# Forum Home Renovation Fences & Screens  Fence Design help required

## john777

Hi,Can anyone help in advising how to build a 1.8m high side boundary fence in either of the following 2 types of design ......this is a DIY projectWhat I am trying to achieve is something with the same look on both sides of the fence 1. Timber paling fence with NO visible top and bottom horizontal rails .......can the 2. Using Blue Board panels say nailed / screwed to both sides of say horizontal top / btm timber rails and using galvinised metal postsAny other suggestions?cheers

----------


## barney118

Can I ask why? Also some councils specify what you can and can't put up depending on how you fit into an estate etc .
Sloping/flat ground? Cost a consideration given mr neighbor?  
Sent from my iPhone 4s using Tapatalk

----------


## john777

> Can I ask why? Also some councils specify what you can and can't put up depending on how you fit into an estate etc .
> Sloping/flat ground?
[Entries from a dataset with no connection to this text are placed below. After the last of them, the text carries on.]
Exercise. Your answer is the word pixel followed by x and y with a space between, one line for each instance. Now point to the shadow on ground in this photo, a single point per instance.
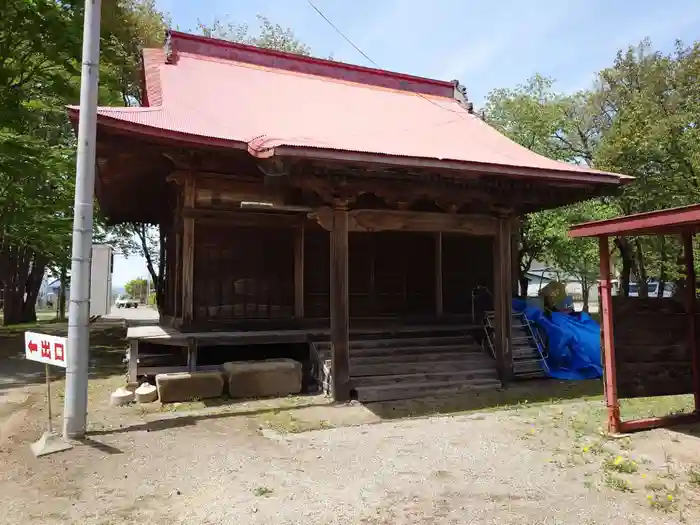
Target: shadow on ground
pixel 168 422
pixel 520 393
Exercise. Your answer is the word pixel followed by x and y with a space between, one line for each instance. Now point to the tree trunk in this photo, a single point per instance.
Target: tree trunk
pixel 24 271
pixel 62 294
pixel 641 270
pixel 627 257
pixel 662 267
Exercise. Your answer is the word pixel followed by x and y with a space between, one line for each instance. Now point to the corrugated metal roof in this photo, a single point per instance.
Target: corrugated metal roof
pixel 662 222
pixel 273 106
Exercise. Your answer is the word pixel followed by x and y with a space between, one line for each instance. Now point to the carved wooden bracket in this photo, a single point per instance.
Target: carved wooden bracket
pixel 180 177
pixel 273 167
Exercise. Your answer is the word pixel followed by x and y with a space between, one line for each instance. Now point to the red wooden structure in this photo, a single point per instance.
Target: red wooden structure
pixel 685 222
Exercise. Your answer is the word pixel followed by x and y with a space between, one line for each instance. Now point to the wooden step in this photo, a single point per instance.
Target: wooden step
pixel 399 351
pixel 428 357
pixel 431 377
pixel 527 367
pixel 369 394
pixel 419 367
pixel 405 342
Cost a consideration given mr neighbor?  
> Sent from my iPhone 4s using Tapatalk

  Both residents each side of the fence want the same look.

----------


## paddyjoy

> Both residents each side of the fence want the same look.

  Had the same issue with my neighbour. You could make it like a standard pailing fence but put paillings on both sides, would increase the cost a good bit. 
Or you could do a design where the pailings go inside the rails so it is identical from both sides, this is what we did.

----------